They lied to you – again.
This time the Democrats and state-run media (but I repeat myself) have been telling you endlessly, for years, that Dementia Joe Biden was fit as a fiddle, sharp as a tack and absolutely at the top of his game.
It was yet another lie, in an endless string of the Ministry of Truth’s breathtaking whoppers.
It was the Big Lie of Big Lies, and they all knew it.
The fact that now they’re telling you they didn’t know that Biden was softer than a sneaker full of you-know-what is just the latest of their fantastic fibs.
In terms of Big Lies, the Joe-Biden-is-of-sound-mind tall tale was right up there with the Russian collusion hoax and the Hunter Biden-laptop-is-Russian-disinformation hoax. Not to mention every single thing they ever said about COVID.
Of course, if you’ve been reading this newspaper, or listening to my radio show, you’ve known about Biden’s senility for years. Every afternoon, if Biden hasn’t been sedated or placed in an iron lung somewhere, we play his latest incoherent ravings on the air.
Then, every month or so, I transcribe the best, er worst, of them, for a column here.
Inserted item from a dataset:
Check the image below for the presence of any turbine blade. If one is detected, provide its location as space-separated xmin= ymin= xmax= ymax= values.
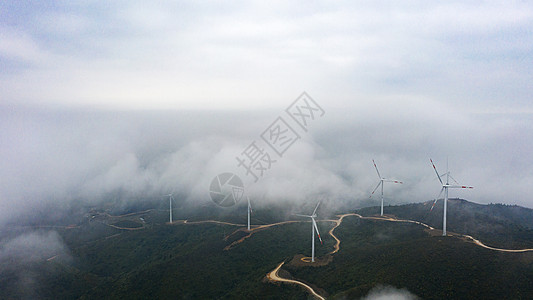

Joe’s dementia is not breaking news, unless you’re not paying attention. There are lies of commission – making stuff up. And then there are lies of omission — not reporting something in plain view. Biden’s senility falls into the latter category.
After the night that Joe’s lights went out in Georgia, Democrat staffer Chuck Todd said this on MSDNC:
“Biden looks like the caricature that conservative media has been painting.”
Caricature? Those sound and video clips we use aren’t some impressionistic painting. They’re real, always were. But as recently as the day of the debate, the agitprop talking heads were saying the devastating clips were “deep fakes” or “cheap fakes.”
Artificial Intelligence can do a lot, but AI can’t make Joe Biden say that a new bridge is going to cost “60 zillion dollars,” or that “We beat Medicare!”
I always wondered why practically no one else in the media was playing those cuts. They’re easy to find.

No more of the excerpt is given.